Esta noite tenho três coisas para vos dizer acerca da Bíblia, e as três (coisas) se encontram no meu versículo. Primeiro, o Seu autor: “[Eu] escrevi”; segundo, os seus temas —as grandezas da Lei de Deus; e terceiro, o seu tratamento generalizado —foram tidas pela maioria dos homens como coisa estranha.

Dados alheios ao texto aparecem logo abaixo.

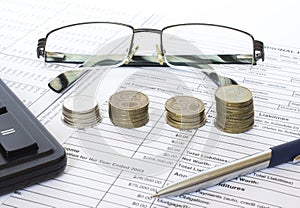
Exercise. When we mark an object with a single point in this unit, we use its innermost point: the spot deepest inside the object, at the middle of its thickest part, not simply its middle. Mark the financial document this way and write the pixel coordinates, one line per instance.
(113, 167)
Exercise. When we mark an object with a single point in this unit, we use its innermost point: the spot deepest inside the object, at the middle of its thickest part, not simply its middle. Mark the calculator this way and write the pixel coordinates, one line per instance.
(29, 153)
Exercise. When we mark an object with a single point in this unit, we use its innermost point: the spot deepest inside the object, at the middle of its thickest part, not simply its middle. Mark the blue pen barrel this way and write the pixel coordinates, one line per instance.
(285, 152)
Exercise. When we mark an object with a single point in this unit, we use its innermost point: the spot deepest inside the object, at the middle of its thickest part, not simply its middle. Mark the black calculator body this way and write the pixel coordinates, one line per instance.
(29, 154)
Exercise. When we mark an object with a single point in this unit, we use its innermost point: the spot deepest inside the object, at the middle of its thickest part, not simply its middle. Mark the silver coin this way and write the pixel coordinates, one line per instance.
(79, 104)
(184, 106)
(233, 94)
(128, 100)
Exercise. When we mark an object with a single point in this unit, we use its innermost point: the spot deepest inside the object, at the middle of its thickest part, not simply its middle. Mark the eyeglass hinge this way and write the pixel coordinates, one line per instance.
(259, 50)
(40, 50)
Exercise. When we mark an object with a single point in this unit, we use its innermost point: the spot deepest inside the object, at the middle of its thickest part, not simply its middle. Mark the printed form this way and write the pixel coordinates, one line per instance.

I. Primeiro, então, com relação a este livro, quem é o autor? O texto diz-nos que é Deus. “Escrevi para eles as grandezas da minha lei.” Aqui está a minha Bíblia, quem a escreveu? Abro-a e observo que se compõe de uma série de tratados. Os seus primeiros cinco livros foram escritos por um homem chamado Moisés. Passo as páginas, e vejo que há outros escritores tais como David e Salomão. Aqui leio a Miquéas, a seguir a Amós, depois a Oséas. Prossigo para diante e chego às luminosas páginas do Novo Testamento, e vejo Mateus, Marcos, Lucas e João; Paulo, Pedro, Tiago e outros; porém, quando fecho o livro, pergunto-me: quem é o seu autor? Podem estes homens, em conjunto, atribuir-se a paternidade deste livro? São eles realmente os autores deste extenso volume? Divide-se entre todos eles, essa honra? A nossa santa religião responde: Não! Este volume é a escrita do Deus vivo; cada letra foi escrita por um dedo Todo-Poderoso; cada palavra saiu dos lábios eternos, cada frase foi ditada pelo Espírito Santo. Ainda que Moisés tenha sido usado para escrever as suas histórias com a sua ardente pluma, Deus guiou essa pluma. Pode ser que David tenha tocado a sua harpa, fazendo que doces e melodiosos salmos brotassem dos seus dedos, porém Deus movia as Suas mãos sobre as cordas vivas da sua harpa de ouro. Pode ser que Salomão tenha cantado os Cânticos de Amor, ou que tenha pronunciado palavras de sabedoria consumada, porém Deus dirigiu os seus lábios, e fez eloquente o Pregador. Se sigo ao trovejador Naúm, quando os seus cavalos sulcam as águas, ou a Habacuc quando ele vê as tendas de Cusan em aflição; se leio Malaquias, quando a terra está ardendo como um forno; se passo para as plácidas páginas de João, que nos falam de Amor, ou para os severos e fogosos capítulos de Pedro, que falam do fogo que devora os inimigos de Deus, ou para Judas, que lança anátemas contra os adversários de Deus; em todas as partes vejo que é Deus quem fala. É a voz de Deus, não do homem; as palavras são as palavras de Deus, as palavras do Eterno, do Invisível, do Todo-Poderoso, do Jeová desta Terra. Esta Bíblia é a Bíblia de Deus; e quando a vejo, parece-me ouvir uma voz que surge dela, dizendo: “Sou o livro de Deus; homem, lê-me. Sou a Escritura de Deus: abre as minhas folhas, porque foram escritas por Deus; lê-as, porque Ele é o meu autor, e poderás vê-Lo visível e manifesto em todas as partes.” “[Eu] para eles as grandezas da minha lei; mas isso é para ele como coisa estranha.”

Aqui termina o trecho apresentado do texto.